En la Huasteca Potosina, los caminos se curvan entre montañas verdes y ríos que murmuran secretos antiguos. Allí, cada año, la tierra y el tiempo se detienen para un ritual que no tiene comparación: el Xantolo. No es una festividad; es un latido colectivo, un puente entre los vivos y los que ya se fueron, un recordatorio de que la muerte no separa, sino que une. Sus raíces se hunden en la memoria de los pueblos huastecos, que desde antes de la llegada de los españoles honraban a sus antepasados, comprendiendo la vida como un ciclo infinito donde cada ser permanece en la memoria de la comunidad. Cuando llegó el catolicismo, estas ceremonias no desaparecieron; se transformaron, se entrelazaron con nuevas formas y nombres, y así nació el Xantolo: un encuentro donde lo sagrado y lo humano, la risa y la lágrima, coexisten en un mismo espacio.
Vivir el Xantolo es entregarse a un universo sensorial que desborda los sentidos. Las calles se iluminan con velas y cempasúchil, los patios se llenan de altares decorados con calaveras de papel, frutas, dulces y ofrendas que cuentan historias de vida. Los sones huastecos se escuchan desde cada esquina, impulsando a niños y adultos a danzar con comparsas que parecen flotar entre la bruma del recuerdo.
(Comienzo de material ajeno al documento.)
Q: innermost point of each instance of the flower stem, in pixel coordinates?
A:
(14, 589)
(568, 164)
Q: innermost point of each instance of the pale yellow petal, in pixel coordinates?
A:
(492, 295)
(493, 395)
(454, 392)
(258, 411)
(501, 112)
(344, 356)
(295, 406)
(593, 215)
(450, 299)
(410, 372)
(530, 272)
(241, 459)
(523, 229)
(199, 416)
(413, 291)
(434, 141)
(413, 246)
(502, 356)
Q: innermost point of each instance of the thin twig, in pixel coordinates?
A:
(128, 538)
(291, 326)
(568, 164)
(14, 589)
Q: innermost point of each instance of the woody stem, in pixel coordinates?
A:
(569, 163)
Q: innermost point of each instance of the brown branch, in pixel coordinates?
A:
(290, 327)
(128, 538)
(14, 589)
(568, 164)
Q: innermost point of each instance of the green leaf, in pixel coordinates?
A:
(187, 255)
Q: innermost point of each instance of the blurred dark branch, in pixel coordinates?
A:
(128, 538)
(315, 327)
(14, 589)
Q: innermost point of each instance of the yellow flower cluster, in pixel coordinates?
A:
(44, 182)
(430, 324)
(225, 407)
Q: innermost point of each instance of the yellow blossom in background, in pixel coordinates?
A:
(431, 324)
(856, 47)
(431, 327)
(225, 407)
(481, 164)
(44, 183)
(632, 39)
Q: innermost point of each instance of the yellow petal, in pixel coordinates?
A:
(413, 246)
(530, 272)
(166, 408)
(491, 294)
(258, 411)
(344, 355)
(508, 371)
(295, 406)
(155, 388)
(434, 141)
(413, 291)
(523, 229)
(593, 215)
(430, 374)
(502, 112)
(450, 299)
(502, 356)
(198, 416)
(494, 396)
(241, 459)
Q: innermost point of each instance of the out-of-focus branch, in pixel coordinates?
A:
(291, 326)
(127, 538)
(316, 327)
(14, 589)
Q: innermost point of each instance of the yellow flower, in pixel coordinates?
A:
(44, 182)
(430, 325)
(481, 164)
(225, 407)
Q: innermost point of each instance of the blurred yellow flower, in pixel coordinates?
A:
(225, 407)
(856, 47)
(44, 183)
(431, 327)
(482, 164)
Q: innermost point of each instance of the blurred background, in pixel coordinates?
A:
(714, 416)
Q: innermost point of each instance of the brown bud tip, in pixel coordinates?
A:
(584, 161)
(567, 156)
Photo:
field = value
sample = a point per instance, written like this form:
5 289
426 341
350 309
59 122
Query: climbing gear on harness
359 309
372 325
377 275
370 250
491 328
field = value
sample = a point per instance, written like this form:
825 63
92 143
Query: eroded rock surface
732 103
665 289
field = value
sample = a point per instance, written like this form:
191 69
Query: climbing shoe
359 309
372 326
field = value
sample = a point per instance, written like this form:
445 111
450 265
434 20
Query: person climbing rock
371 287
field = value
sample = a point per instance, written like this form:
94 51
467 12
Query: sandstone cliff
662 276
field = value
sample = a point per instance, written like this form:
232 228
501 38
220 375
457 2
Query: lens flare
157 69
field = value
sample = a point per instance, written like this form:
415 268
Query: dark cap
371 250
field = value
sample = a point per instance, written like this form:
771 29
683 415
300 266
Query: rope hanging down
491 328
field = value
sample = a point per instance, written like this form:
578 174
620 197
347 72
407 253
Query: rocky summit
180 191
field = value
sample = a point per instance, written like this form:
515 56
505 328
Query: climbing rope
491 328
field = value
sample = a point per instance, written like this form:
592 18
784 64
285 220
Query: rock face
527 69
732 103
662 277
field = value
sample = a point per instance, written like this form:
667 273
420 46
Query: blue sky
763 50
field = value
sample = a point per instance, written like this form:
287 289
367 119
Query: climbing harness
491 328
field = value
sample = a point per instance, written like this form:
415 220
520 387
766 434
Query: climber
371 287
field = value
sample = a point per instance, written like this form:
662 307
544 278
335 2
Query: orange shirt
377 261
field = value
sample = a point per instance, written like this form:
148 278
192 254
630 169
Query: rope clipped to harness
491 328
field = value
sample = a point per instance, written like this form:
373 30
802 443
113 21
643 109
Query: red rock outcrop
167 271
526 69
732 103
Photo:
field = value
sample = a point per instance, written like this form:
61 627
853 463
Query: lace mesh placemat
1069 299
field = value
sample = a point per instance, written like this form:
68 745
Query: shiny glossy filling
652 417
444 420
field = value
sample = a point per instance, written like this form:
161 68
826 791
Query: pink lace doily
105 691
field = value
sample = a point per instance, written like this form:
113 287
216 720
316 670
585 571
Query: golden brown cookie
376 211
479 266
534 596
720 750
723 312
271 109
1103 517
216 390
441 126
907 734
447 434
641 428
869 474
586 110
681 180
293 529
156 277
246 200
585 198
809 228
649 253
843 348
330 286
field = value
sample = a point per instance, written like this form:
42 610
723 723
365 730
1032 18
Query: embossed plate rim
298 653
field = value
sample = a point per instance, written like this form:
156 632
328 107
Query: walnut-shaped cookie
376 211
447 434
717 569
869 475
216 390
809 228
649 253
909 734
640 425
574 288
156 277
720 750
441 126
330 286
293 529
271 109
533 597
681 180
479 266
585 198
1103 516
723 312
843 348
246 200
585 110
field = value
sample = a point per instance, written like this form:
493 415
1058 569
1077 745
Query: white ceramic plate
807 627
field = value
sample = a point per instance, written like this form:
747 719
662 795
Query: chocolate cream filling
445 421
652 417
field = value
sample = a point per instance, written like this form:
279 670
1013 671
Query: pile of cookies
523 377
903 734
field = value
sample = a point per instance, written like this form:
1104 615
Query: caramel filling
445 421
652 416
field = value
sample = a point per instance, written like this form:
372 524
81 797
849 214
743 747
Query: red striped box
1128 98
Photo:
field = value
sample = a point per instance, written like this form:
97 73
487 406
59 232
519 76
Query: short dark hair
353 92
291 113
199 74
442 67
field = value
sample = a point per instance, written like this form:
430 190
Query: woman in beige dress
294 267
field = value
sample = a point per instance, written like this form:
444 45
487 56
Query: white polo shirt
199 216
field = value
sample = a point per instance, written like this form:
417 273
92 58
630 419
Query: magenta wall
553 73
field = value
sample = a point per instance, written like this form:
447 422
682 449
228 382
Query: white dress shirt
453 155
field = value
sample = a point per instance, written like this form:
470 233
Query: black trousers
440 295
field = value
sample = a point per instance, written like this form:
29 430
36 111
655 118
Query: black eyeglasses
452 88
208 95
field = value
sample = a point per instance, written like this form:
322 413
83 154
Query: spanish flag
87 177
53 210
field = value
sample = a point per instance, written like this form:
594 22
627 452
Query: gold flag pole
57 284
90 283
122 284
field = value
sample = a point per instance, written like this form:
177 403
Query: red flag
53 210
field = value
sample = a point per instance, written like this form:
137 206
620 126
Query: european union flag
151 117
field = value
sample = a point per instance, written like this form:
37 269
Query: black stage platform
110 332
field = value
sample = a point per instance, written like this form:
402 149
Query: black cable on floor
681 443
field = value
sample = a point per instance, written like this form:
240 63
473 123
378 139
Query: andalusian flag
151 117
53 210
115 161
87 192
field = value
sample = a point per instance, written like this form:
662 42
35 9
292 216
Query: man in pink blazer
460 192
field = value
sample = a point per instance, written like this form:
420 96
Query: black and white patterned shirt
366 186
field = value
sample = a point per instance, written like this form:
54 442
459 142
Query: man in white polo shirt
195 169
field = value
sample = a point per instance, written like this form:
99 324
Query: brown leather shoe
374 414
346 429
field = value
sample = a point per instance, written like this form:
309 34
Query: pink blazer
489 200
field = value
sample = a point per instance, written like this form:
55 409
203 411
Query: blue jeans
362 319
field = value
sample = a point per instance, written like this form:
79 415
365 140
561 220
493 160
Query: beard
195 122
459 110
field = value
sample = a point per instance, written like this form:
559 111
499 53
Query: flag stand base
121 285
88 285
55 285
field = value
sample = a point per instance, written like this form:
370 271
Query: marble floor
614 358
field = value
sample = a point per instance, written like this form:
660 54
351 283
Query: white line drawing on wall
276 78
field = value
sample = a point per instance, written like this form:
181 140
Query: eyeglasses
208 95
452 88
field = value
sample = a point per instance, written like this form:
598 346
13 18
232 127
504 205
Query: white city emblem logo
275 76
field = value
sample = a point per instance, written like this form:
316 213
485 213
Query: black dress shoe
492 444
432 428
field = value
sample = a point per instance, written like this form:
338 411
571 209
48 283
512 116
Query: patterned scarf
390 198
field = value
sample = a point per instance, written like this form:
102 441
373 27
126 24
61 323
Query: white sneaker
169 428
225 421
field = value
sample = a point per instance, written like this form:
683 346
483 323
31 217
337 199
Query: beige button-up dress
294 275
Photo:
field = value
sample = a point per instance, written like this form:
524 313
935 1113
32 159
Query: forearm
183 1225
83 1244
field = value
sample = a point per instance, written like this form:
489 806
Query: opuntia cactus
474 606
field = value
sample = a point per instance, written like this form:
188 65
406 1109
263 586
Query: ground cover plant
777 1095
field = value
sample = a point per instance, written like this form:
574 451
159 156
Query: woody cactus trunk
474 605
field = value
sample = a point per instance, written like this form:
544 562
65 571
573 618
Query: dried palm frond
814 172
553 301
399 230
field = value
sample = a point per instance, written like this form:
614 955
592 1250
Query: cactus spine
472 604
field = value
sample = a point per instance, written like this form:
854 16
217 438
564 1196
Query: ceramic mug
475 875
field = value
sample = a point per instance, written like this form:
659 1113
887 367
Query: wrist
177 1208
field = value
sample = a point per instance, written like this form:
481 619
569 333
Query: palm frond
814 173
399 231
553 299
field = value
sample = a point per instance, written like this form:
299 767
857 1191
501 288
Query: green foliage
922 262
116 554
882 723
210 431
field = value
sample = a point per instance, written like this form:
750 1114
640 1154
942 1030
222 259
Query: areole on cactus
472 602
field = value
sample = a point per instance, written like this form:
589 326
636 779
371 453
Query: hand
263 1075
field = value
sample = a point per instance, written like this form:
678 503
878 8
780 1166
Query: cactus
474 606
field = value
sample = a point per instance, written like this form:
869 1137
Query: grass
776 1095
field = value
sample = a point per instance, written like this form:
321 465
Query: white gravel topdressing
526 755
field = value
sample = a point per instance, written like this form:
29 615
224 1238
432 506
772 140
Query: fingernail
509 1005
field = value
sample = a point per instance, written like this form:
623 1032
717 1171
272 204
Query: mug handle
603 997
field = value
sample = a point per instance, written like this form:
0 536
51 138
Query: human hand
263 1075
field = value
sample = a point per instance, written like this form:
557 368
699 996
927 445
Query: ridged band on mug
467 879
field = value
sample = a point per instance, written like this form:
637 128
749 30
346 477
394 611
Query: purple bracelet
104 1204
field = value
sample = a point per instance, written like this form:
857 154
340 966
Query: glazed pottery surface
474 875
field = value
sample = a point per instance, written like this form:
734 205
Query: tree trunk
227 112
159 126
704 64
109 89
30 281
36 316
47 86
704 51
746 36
En los panteones, cada gesto —limpiar una tumba, encender una vela, dejar una flor— es un acto de amor que trasciende el tiempo, una declaración silenciosa de que los muertos siguen viviendo en el abrazo de quienes los recuerdan.
Y entonces, miras las fotografías de Arath Zumaya y sientes algo que va más allá de la vista: sientes el Xantolo en el cuerpo y en el corazón. Él no solo captura imágenes; captura almas. Cada máscara, cada vela encendida, cada movimiento de danza y cada sonrisa de niño en Tampomolón queda detenido en un instante que parece eterno. Al mirar sus fotos, percibes la emoción contenida en cada mirada, el pulso de la comunidad, la alegría y la reverencia que laten al mismo tiempo. Zumaya logra hacer tangible lo intangible: el espíritu del Xantolo que solo se experimenta estando allí. Sus fotografías son ventanas al pasado, al presente y a la memoria viva de una cultura que se niega a desaparecer.
El Xantolo no es solo un acto cultural; es un juramento de identidad. En un mundo que intenta homogeneizar todo, esta celebración reafirma la pertenencia, transmite valores y recuerda a cada generación que honrar a los antepasados es honrar la vida misma. Cada canción, cada altar, cada danza es un hilo que teje la historia de la Huasteca y de su gente, un recordatorio de que la muerte no es un final, sino un abrazo que se mantiene a través del tiempo.
Caminar por las calles de la Huasteca durante el Xantolo es sentir el corazón de una tierra que respira con sus muertos y con sus vivos. Es comprender que el amor y la memoria no tienen límites, que cada ofrenda, cada vela encendida, cada fotografía de Arath Zumaya, es un acto de eternidad. El Xantolo es poesía en movimiento, un canto que nos recuerda que vivir y recordar son la misma cosa, y que mientras haya alguien que cuente, baile y observe, el latido de la Huasteca nunca cesará.